Re: Order by (for 15 rows) adds 30 seconds to query time

From: Tom Lane <tgl(at)sss(dot)pgh(dot)pa(dot)us>
To: "Kevin Grittner" <Kevin(dot)Grittner(at)wicourts(dot)gov>
Cc: pgsql-performance(at)postgresql(dot)org, matthew(at)flymine(dot)org, jmpoure(at)free(dot)fr, craig(at)postnewspapers(dot)com(dot)au
Subject: Re: Order by (for 15 rows) adds 30 seconds to query time
Date: 2009-12-27 21:52:31
Message-ID: 17623.1261950751@sss.pgh.pa.us
Views: Raw Message | Whole Thread | Download mbox | Resend email
Thread:
Lists: pgsql-performance

"Kevin Grittner" <Kevin(dot)Grittner(at)wicourts(dot)gov> writes:
> Tom Lane wrote:
>> That does look weird. Do we have a self-contained test case?

> I've been tinkering with this and I now have a self-contained test
> case (SQL statements and run results attached). I've debugged through
> it and things don't seem right in set_append_rel_pathlist, since
> childrel->rows seems to contain the total rows in each table rather
> than the number which meet the join conditions.

Yeah, that is expected. Nestloop inner indexscans have a rowcount
estimate that is different from that of the parent table --- the
parent's rowcount is what would be applicable for another type of
join, such as merge or hash, where the join condition is applied at
the join node not in the relation scan.

The problem here boils down to the fact that examine_variable punts on
appendrel variables:

else if (rte->inh)
{
/*
* XXX This means the Var represents a column of an append
* relation.
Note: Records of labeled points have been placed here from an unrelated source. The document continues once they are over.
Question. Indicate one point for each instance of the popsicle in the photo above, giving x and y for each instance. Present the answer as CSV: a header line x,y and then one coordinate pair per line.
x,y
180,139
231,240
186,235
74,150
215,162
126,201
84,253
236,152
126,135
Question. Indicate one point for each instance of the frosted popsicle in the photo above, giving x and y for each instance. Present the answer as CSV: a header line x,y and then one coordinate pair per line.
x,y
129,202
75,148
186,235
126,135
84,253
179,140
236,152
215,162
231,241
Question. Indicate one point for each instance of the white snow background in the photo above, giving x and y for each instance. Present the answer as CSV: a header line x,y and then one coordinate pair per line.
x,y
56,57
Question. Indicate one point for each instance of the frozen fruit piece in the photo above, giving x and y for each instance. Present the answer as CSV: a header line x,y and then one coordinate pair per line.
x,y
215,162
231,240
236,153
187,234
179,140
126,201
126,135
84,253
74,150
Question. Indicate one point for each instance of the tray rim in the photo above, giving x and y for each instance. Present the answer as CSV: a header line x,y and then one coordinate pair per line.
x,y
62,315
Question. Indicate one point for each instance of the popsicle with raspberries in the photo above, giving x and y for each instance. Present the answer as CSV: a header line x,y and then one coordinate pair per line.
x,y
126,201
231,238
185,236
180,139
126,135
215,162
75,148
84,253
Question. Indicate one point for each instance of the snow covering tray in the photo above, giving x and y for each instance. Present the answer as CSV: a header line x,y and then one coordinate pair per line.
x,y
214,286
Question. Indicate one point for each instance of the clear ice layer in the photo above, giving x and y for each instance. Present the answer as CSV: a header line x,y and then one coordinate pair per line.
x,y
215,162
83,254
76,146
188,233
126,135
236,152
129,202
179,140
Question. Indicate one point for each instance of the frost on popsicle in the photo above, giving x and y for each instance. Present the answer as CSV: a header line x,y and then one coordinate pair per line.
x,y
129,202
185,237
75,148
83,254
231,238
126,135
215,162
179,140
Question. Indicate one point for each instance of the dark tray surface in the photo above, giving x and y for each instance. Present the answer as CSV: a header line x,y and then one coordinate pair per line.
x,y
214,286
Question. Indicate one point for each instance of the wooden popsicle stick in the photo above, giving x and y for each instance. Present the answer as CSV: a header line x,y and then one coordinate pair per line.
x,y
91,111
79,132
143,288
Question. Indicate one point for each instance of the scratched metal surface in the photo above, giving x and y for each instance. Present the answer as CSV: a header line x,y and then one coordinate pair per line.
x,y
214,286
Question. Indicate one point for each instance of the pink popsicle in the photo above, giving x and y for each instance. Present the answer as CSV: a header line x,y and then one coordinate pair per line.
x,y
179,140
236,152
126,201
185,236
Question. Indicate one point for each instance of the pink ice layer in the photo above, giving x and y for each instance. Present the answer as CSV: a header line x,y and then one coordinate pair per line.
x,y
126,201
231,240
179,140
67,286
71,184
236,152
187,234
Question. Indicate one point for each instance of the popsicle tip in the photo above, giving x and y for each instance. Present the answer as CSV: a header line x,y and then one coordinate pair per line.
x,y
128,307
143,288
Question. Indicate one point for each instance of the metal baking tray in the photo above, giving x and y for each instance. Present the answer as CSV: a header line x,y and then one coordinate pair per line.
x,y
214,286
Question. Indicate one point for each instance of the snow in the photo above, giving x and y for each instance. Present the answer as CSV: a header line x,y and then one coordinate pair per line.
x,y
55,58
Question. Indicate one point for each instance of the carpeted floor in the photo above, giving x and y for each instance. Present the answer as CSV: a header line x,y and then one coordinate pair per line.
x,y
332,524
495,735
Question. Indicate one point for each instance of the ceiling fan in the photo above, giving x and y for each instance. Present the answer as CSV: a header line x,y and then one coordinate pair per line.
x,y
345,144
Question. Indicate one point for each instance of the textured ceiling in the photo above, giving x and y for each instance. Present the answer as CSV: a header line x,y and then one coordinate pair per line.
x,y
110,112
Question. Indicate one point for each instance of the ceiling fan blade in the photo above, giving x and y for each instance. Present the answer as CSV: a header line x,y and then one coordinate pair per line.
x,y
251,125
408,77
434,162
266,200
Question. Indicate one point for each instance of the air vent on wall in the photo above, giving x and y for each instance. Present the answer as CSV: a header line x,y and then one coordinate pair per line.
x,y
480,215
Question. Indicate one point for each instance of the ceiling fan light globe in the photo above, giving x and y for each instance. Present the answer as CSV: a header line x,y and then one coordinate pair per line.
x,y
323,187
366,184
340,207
Later add code to look at the member relations and
* try to derive some kind of combined statistics?
*/
}

This means you get a default estimate for the selectivity of the join
condition, so the joinrel size estimate ends up being 0.005 * 1 * 40000.
That's set long before we ever generate indexscan plans, and I don't
think there's any clean way to correct the size estimate when we do.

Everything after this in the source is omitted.